Why tech billionaires are betting on beating ageing

Wealthy tech founders—from Sam Altman to Deepinder Goyal—are pouring money, data and personal discipline into slowing ageing, turning longevity into a new frontier of technology, status and power.

By  Storyboard18| Jan 5, 2026 8:20 AM
Longevity now sits at the convergence of three forces tech understands well: fear, ambition and capital.

In Silicon Valley and its global echo chambers, the most valuable commodity is no longer just growth or scale. It is time. Over the past decade, wealthy tech founders and startup entrepreneurs have become increasingly preoccupied with slowing, reversing or outsmarting ageing — not as a philosophical exercise, but as a technical problem. Their bodies, much like their companies, are treated as systems to be measured, stress-tested and optimised. Wearables, blood panels, sleep scores and biological-age estimates have become part of an emerging executive toolkit, turning longevity into both a personal obsession and a serious business frontier.

What was once dismissed as fringe “biohacking” has matured into a capital-intensive ecosystem, backed by some of the most influential figures in technology.

Sam Altman, the chief executive of OpenAI, is among the most prominent investors in the space. He has backed Retro Biosciences, a San Francisco-based startup whose stated goal is to add 10 healthy years to the human lifespan. The company has attracted attention not only for its ambition but for the scale of its funding, including hundreds of millions of dollars committed by Altman himself, and for its focus on cellular reprogramming and age-related diseases. Longevity, in this framing, is not about living forever, but about extending “healthspan” — the years lived without chronic illness — a distinction that has helped make the field more palatable to investors and regulators.

The appeal is structural. Founders who have spent their careers debugging software and redesigning markets are instinctively drawn to the idea that biology, too, can be instrumented and improved. Ageing represents the ultimate inefficiency: slow, cumulative decline with no obvious lever to pull. Longevity science offers a familiar promise — that with enough data, iteration and capital, even mortality might yield incremental gains.

That logic is increasingly visible in the consumer technologies founders embrace and promote. Products like Oura and Whoop, which track sleep, recovery and cardiovascular metrics, have become status symbols in certain tech circles, reframing health as a set of dashboards and scores. These tools sell not just wellness, but foresight — a sense that decline can be anticipated and managed rather than endured.

The founder-as-test-subject model has also taken on a public dimension. Bryan Johnson, the entrepreneur who sold Braintree to PayPal, has turned his extreme longevity regimen into a personal brand and commercial venture, Blueprint. His daily routines, biological-age claims and supplement stacks have been widely reported and debated, emblematic of a culture that treats the human body as a prototype. Yet scrutiny has followed visibility. Reporting by The New York Times has examined the legal and organisational structures around Johnson’s project, highlighting how the longevity economy, like any other, sits at the intersection of science, commerce and power.

The movement is not confined to the United States.

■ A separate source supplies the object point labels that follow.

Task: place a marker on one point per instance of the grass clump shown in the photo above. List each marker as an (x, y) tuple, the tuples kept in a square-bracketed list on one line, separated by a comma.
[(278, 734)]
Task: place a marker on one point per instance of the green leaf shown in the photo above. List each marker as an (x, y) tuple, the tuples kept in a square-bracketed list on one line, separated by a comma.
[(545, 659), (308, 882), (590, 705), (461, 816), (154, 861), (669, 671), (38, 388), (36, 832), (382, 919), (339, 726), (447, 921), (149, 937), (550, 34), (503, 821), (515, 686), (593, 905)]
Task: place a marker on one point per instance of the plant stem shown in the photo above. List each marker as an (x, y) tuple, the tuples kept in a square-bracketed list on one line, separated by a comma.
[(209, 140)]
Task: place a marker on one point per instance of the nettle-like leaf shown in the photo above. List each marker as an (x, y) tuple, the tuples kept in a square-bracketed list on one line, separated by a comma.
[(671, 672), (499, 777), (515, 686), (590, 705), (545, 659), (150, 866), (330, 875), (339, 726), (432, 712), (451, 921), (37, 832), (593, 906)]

In India, Deepinder Goyal, the co-founder of Zomato and chief executive of Eternal, has offered a striking example of how longevity thinking is spreading among global tech elites. When Goyal appeared on a popular YouTube podcast late last year, viewers fixated less on his comments than on a small metallic device affixed to his temple. Online speculation ranged from satire to conspiracy before Goyal clarified that the object, called “Temple,” was an experimental sensor designed to measure blood flow to the brain in real time.

The device is part of Goyal’s personal research into what he calls the “Gravity Ageing Hypothesis” — the idea that gravity, acting over decades, reduces cerebral blood flow and accelerates brain ageing, which in turn hastens decline across the body. Goyal has committed significant personal capital to exploring the theory under Eternal, emphasising that the work is experimental, open-source in spirit and separate from Zomato’s commercial operations. The sensor itself is not a consumer product and is not available for public use.

The reaction to Goyal’s project has been mixed, reflecting a broader ambivalence about the longevity movement. Supporters see curiosity and long-term thinking; critics see speculative logic and elite indulgence. That tension runs through the entire field. While investment and research have surged, ageing remains a regulatory challenge: it is not classified as a disease, complicating clinical trials and approvals. The science is promising, but far from settled.

There is also a growing backlash within tech itself. Some founders have begun to question whether constant tracking and optimisation improve health or merely amplify anxiety. A recent viral critique by an AI startup executive described abandoning wearables altogether, arguing that the pursuit of perfect metrics had become counterproductive.

Still, the momentum is unmistakable. Longevity now sits at the convergence of three forces tech understands well: fear, ambition and capital. Fear of decline. Ambition to remain productive, relevant and in control. Capital willing to fund moonshots that promise even marginal extensions of vitality.

Whether biology ultimately cooperates remains an open question. But for the world’s wealthiest entrepreneurs, ageing has already become the next system to challenge — and perhaps the most personal startup they will ever run.